Swimming Energy Expenditure

The National Survey on Recreation and the Environment (2002) indicated that 61.3% of the population, aged 16 years or older, participates in some form of swimming activity. Given the participation numbers and popularity of swimming as a fitness and training activity, there is a need for an accurate, inexpensive method to quantify energy expended while swimming.

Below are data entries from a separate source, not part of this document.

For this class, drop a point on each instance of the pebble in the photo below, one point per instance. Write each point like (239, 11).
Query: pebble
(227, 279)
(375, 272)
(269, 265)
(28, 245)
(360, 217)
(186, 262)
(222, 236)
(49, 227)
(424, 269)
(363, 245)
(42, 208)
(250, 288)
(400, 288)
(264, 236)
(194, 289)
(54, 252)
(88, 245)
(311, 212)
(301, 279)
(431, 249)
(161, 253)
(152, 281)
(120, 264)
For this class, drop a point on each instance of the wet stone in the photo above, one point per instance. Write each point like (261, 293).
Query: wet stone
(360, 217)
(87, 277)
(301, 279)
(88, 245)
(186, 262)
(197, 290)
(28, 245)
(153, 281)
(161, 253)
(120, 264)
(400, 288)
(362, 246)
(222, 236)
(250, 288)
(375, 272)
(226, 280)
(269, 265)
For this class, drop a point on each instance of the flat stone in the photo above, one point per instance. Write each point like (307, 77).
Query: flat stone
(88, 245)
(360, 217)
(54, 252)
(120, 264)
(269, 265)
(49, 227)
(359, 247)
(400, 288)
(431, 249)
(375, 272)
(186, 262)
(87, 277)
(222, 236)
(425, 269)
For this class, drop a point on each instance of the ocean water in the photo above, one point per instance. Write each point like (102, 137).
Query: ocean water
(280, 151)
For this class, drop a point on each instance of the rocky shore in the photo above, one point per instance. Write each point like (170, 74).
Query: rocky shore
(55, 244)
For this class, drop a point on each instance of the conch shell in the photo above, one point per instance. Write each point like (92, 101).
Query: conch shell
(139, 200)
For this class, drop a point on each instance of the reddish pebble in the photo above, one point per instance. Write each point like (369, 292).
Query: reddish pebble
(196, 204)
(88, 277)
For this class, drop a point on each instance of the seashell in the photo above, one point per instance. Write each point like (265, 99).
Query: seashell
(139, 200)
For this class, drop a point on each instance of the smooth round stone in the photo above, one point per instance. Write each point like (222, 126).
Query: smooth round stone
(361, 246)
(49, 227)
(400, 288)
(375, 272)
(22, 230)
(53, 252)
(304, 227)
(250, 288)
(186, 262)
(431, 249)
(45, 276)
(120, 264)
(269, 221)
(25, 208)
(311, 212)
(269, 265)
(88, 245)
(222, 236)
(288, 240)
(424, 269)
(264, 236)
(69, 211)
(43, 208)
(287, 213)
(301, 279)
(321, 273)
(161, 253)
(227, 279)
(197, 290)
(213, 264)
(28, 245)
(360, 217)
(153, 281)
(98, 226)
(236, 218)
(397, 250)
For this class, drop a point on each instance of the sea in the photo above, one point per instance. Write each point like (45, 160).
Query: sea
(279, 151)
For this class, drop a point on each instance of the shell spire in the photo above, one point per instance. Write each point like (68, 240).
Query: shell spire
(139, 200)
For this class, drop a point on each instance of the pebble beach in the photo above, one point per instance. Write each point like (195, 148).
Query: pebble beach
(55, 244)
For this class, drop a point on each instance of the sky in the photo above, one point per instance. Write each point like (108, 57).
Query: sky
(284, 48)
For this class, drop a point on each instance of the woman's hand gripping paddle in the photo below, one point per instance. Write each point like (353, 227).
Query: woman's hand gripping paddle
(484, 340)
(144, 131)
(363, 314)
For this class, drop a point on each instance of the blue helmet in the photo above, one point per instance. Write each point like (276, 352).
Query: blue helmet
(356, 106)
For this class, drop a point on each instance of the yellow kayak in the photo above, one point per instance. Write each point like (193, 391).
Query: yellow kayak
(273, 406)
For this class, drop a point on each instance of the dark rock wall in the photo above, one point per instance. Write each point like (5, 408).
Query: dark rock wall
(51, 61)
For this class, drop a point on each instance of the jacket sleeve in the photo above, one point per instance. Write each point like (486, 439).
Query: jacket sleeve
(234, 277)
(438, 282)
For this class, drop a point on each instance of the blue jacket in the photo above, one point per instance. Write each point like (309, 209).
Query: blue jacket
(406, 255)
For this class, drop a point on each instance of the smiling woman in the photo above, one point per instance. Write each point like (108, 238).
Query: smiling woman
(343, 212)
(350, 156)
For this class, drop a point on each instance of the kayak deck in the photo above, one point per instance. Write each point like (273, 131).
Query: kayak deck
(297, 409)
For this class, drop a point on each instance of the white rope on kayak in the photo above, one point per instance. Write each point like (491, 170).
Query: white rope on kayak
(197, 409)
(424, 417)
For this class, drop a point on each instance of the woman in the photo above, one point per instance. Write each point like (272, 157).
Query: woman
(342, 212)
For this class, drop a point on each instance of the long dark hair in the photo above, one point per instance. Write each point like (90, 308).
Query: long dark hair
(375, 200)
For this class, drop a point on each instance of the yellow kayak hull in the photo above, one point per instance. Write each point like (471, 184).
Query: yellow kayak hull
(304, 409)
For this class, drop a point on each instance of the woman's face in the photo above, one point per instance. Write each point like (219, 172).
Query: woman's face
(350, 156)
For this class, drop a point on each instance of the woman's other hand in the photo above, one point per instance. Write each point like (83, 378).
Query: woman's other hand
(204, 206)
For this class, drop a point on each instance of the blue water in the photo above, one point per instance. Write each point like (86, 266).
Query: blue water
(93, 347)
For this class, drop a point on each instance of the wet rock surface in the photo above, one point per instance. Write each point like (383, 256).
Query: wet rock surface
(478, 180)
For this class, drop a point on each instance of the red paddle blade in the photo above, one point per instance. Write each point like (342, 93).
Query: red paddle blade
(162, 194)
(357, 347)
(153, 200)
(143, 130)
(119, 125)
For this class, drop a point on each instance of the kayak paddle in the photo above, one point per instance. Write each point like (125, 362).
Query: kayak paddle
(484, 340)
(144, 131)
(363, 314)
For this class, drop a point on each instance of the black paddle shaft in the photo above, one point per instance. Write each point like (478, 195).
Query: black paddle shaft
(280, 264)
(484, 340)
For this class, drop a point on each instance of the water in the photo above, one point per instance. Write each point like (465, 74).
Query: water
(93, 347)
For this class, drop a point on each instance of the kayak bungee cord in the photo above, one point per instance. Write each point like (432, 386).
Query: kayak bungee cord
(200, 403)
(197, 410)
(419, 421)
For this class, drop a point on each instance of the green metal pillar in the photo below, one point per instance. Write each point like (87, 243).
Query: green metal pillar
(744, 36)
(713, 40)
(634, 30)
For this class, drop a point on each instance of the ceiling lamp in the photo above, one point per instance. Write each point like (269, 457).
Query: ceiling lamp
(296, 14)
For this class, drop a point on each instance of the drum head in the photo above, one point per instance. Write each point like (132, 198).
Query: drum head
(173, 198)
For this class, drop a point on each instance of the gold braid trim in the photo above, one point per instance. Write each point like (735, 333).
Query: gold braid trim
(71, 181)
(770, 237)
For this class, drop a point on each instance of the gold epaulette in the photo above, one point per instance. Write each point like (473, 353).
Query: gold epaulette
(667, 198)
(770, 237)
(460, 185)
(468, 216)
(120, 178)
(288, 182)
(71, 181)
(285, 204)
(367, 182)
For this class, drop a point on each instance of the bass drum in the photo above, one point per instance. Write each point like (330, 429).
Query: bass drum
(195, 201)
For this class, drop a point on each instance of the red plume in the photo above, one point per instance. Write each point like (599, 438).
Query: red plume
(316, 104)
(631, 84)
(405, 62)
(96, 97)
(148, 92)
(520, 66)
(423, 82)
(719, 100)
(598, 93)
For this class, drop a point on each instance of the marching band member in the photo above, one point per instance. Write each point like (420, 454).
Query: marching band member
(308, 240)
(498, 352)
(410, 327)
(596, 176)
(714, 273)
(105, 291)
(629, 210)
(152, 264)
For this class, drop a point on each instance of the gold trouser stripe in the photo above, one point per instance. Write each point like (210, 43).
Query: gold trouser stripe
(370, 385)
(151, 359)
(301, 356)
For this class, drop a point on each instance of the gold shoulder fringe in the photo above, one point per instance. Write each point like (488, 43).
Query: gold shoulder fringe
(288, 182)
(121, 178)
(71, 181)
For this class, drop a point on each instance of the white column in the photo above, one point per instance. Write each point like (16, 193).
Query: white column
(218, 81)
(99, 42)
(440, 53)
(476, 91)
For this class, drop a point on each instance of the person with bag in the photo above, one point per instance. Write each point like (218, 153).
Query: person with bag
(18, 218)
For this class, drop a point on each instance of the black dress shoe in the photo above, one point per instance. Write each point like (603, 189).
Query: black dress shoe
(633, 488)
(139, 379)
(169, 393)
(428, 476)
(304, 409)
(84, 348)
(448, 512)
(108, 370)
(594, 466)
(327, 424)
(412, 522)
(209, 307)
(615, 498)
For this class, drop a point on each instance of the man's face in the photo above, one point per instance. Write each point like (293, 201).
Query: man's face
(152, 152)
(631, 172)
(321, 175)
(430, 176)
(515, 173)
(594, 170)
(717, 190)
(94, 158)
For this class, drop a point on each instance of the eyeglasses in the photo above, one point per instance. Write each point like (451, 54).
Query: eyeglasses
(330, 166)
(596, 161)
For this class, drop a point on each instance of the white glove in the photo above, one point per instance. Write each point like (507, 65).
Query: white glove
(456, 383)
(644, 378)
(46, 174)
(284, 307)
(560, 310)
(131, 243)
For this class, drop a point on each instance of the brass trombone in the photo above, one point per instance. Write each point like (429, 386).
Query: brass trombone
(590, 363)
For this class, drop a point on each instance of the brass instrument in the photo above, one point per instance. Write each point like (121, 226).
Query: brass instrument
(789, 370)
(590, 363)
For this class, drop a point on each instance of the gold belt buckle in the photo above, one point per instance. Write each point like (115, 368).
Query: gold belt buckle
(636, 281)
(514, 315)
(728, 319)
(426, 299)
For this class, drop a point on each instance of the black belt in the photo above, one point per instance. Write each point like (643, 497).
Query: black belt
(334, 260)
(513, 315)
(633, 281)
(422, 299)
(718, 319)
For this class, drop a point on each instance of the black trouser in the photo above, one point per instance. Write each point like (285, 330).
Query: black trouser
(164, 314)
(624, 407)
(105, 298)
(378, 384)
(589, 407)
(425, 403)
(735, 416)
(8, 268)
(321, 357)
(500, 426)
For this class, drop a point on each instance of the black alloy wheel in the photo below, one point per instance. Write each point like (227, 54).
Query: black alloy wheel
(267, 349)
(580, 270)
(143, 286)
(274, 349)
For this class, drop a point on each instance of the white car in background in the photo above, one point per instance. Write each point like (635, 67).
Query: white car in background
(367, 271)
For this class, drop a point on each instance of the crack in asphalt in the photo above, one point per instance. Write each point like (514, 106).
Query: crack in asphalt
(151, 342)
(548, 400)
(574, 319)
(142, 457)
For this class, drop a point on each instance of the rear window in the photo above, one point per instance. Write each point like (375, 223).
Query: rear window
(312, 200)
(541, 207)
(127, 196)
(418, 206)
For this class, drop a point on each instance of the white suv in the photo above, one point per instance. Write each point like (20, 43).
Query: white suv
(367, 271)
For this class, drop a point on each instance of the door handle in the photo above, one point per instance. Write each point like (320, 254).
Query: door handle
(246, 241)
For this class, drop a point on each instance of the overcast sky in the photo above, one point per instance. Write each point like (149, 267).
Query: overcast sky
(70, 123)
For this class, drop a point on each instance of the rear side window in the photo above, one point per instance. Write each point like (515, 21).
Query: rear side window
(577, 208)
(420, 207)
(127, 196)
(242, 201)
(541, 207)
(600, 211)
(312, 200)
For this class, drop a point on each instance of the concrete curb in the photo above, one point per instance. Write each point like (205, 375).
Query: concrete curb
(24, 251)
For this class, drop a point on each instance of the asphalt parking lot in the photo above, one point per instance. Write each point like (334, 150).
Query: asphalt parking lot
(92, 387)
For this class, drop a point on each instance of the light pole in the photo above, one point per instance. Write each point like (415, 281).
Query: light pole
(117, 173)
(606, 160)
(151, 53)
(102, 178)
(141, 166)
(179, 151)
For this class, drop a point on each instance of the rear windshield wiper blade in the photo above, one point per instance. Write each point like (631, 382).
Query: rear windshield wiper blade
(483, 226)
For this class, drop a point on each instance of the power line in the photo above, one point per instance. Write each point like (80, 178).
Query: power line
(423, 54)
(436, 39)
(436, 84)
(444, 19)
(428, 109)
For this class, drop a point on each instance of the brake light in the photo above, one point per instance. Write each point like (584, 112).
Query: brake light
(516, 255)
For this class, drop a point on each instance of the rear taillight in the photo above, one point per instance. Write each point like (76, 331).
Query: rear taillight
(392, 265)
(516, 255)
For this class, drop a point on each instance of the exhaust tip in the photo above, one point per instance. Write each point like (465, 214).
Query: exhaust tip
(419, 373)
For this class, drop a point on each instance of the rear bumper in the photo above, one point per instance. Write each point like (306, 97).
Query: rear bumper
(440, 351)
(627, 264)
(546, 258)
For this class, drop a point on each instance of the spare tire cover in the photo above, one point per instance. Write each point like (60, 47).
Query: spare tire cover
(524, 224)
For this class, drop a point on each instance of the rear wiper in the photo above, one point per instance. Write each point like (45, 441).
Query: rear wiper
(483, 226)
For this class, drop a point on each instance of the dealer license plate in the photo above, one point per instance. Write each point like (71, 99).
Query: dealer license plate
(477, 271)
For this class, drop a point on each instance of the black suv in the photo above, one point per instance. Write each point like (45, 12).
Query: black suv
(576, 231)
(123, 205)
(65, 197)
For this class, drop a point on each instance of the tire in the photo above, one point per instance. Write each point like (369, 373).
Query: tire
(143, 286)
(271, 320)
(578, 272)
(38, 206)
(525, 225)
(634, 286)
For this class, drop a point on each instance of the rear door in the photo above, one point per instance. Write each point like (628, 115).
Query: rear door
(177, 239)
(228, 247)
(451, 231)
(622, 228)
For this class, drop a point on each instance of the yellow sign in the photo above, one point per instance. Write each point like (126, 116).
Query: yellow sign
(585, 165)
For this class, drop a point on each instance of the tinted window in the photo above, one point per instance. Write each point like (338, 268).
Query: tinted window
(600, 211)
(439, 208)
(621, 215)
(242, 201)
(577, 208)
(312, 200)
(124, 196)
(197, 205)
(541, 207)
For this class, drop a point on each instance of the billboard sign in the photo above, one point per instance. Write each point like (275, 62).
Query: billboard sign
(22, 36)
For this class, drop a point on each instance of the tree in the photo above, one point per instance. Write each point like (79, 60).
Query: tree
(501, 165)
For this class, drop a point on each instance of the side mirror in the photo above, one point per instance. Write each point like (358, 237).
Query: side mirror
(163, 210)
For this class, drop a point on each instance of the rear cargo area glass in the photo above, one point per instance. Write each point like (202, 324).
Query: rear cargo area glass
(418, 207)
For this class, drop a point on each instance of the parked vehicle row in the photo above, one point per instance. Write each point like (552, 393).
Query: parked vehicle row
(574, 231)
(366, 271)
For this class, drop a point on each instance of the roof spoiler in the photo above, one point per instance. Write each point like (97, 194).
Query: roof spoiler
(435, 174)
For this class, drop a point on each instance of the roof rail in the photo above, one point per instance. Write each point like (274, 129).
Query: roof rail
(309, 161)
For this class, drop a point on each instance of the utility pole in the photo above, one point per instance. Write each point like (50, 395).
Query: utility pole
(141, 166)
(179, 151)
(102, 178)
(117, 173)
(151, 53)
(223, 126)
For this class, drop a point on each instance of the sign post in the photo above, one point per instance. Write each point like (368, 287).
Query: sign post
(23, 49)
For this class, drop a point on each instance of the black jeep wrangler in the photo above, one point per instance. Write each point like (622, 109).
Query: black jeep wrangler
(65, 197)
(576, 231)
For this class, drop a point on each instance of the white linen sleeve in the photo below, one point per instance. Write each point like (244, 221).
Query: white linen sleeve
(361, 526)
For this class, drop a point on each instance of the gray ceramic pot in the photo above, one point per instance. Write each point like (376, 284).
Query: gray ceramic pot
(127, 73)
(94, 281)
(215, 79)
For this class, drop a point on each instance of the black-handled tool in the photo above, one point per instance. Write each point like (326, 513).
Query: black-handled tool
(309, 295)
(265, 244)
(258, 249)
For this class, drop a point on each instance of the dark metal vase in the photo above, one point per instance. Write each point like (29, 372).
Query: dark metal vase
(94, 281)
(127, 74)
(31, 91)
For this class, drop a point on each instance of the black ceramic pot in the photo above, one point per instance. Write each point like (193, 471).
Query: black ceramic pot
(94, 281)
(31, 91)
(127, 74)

Current methods include the following: physical activity log, doubly labeled water, measurement of oxygen consumption while swimming, and published regression equations. Each of these methods has limitations, advantages, and disadvantages. More importantly, there are no available methods to economically, unobtrusively and accurately measure swimming energy expenditure in a free-living situation.

The Counsilman Center for the Science of Swimming, under the direction of Dr. Joel Stager, is currently investigating the use of an accelerometer (worn on the wrist, waist, or leg that quantifies movement of the limbs) to estimate energy expended while swimming throughout the course of a swim season. It will be exciting to see the results of their experiment.We’ll keep you posted.

Aging, Health and Well Being of United States Master Swimmers

To see if United States Masters Swimmers (USMS) had a more favorable health status than the general population, the Counsilman Center for the Science of Swimming, led by Dr. Joel Stager, conducted research at the 2004 United States Masters Swimming Championships.

The subjects, who averaged 4.7 hours moderate and 7.1 hours of vigorous activity per week, exhibited numerous traits that were consistent with optimal aging outcomes such as retention of pulmonary function, muscle mass and strength, and a more favorable blood lipid and blood pressure profile.

The study suggests that the better (higher) scores on the instruments used to assess physical health, mental health, and quality of life obtained from the swimmers is due to a higher level of activity.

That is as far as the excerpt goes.